Do NAEP Scores Have Legs at the Polls?

by Robert Pondiscio
October 15th, 2009

In New York, 80 percent of 8th graders met the state’s standards in math this year, up from 59 percent two years ago.  But the National Assessment of Educational Progress (NAEP) results released yesterday paint a different picture.  Only 34 percent of the state’s 8th graders are considered proficient, a modest increase from 2007 levels.  NAEP scores for the Empire State’s 4th graders actually declined, while the percent passing the state’s own test went up.  This renewed charges that New York is making itself look good by lowering standards.   Diane Ravitch puts it plainly: ”The fabulous ‘gains’ reported last spring, we now know, were based on dumbed-down tests and dubious scoring of the tests in Albany,” she writes in today’s New York Post.

On the one hand, there is nothing new here, and New York is not alone in this boat.  Disconnects between the results for NAEP and state tests have been well known and much discussed for years.  The open question is whether state tests have now been sufficiently discredited in the minds of voters to make them a political liability.  The even larger question is whether the failure of test-driven accountability to move the needle will feed voter resentment, turning testing into a legitimate campaign issue in state and local races this November and beyond.

“There’s a palpable backlash against testing across much of the great American middle class,” Fordham’s Checker Finn recently observed.  ”We need to face the fact that testing, particularly high-stakes uses of test results for students and teachers alike, are deeply unpopular outside policymaker circles and could well lose rather than gain political traction in coming years.” 

The first test case may come in New York City, where Mayor Michael Bloomberg is up for a third term and campaigning on his education record.

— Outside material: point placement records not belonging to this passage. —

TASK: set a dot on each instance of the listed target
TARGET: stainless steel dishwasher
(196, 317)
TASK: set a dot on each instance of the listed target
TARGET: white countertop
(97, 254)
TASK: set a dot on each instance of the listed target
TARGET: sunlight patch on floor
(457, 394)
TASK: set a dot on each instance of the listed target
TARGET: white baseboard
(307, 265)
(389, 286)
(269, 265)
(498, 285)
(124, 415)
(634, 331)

The New York Times points out this morning how the NAEP results are ”sharply contradicting the results of state-administered tests that showed record gains.”  NAEP results for the city itself will not be available for several weeks, but Bloomberg’s opponent, Democrat Bill Thompson, is attempting to make political hay nonetheless.  A spokesperson quoted in the New York Times today calls the Bloomberg administration the “Madoff of the American education system” and a “national disgrace.”  Bloomberg has a commanding lead in the polls, but his opponent is clearly trying to turn the Mayor’s record on education, a perceived strength, into a liability.  Will it play?  A Marist poll last Spring showed New York voters approved of the Mayor’s handling of the schools by a 51-to-41 percent margin.  It bears watching to what degree, if any, the testing issue moves those numbers.

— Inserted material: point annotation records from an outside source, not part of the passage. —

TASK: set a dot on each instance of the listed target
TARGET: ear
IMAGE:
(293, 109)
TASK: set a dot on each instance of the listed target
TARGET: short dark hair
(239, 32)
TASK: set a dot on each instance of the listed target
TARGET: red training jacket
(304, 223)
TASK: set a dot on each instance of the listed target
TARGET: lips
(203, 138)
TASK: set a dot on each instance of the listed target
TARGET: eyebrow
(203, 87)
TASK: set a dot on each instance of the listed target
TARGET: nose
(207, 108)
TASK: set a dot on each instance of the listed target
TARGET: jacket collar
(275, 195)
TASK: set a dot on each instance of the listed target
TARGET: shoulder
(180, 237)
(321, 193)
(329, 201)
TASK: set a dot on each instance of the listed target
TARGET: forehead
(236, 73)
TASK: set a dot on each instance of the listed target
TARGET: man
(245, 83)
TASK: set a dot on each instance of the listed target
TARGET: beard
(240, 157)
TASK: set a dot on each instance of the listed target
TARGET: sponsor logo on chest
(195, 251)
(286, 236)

No Child Left Behind, it has been widely observed, is a “tainted brand.”  But is “accountability” still a winner at the polls?  What NAEP seems to be telling us is that we’ve had a whole lot of test-driven accountability (and a whole lot of education spending) without a whole lot of results.  That said, it’s not an easy issue for voters to wrap their heads around.  I suspect it will be easier and more efficacious to get voters cranky about their kids education being reduced to a joyless grind.  “Prep and test schooling” does not roll as trippingly off the tongue as “tax and spend liberal” but it probably resonates more with voters than trying to explain cut scores.

1 Comment »

  1. Let’s link this discussion with the other discussion about D.C. The Post reported that DC increased math scores and:

    “Michael Moody, a special assistant to Rhee for academics, noted that more math instructional specialists have been in place in schools in the past two years and that teachers have been trained in how to make the subject more fun for students, especially through games. ‘It got them to push into higher-level thinking rather than just memorizing their times tables,’”

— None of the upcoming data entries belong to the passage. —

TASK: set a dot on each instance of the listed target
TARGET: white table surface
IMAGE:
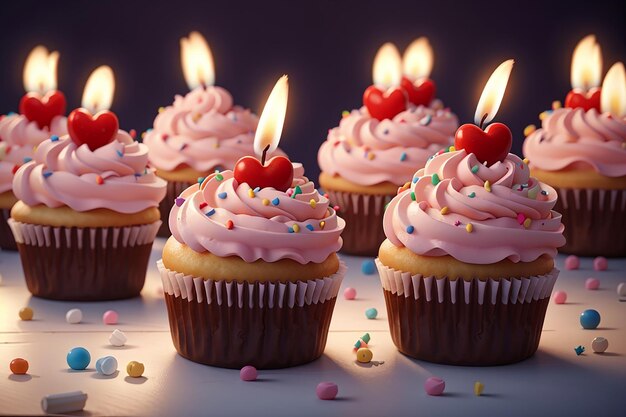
(554, 382)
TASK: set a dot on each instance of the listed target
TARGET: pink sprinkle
(248, 373)
(592, 284)
(560, 297)
(110, 317)
(349, 293)
(327, 390)
(434, 386)
(600, 263)
(572, 262)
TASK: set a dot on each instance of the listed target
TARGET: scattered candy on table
(248, 373)
(327, 390)
(78, 358)
(135, 369)
(589, 319)
(19, 366)
(434, 386)
(74, 316)
(599, 344)
(26, 313)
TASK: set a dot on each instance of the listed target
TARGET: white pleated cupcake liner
(279, 294)
(512, 289)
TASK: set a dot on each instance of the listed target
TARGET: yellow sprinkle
(529, 129)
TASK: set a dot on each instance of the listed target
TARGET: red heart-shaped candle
(95, 131)
(384, 105)
(277, 173)
(490, 145)
(422, 94)
(577, 98)
(43, 109)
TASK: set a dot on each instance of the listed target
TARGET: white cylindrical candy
(66, 402)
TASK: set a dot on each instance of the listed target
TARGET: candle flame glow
(586, 70)
(40, 70)
(387, 68)
(492, 94)
(197, 61)
(272, 118)
(418, 59)
(613, 96)
(99, 89)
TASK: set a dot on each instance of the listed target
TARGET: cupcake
(86, 217)
(198, 134)
(468, 265)
(19, 136)
(251, 276)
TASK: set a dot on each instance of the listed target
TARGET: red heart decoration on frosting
(422, 94)
(43, 109)
(384, 105)
(95, 131)
(277, 173)
(490, 145)
(587, 101)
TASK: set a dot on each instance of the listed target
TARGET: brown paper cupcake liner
(363, 214)
(595, 221)
(84, 264)
(458, 322)
(263, 324)
(7, 241)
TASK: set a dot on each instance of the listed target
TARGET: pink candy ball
(600, 263)
(434, 386)
(592, 283)
(349, 293)
(572, 262)
(326, 390)
(110, 317)
(248, 373)
(560, 297)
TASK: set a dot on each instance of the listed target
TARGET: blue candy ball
(368, 267)
(78, 358)
(589, 319)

    What if Rhee had put her efforts into these approaches and collaboaratively negotiating the removal of ineffective teachers and principals?

    Under what scenario a decade ago would we have enough teachers with a background in elementary math instruction? Rather than declare war on teachers, why not train them?

    I suspect the Reading scores this spring will be more disappointing, but elementary math, at least, should follow under the category of “low hanging fruit.”

    I’d make a similar point about How Its Being Done, which I haven’t read, and Its Being Done, which I have read. The preceding book was fundamentally dishonest because it implied that “It” could be done SYSTEMICALLY with real-world resouces, implying that its the low expectations of teachers in NEIGHBORHOOD schools that is to blame.

    Had those reformers focused on the problems, as opposed to the blame game, what could we have done with increased spending under NCLB. Triple the per student funding at schools like mine, to be comparable to funding in NYC and many DC schools, create capacity and PD that allows for engaging instruction, and let us teach, then compare our results with the results of so-called cultures of accountability.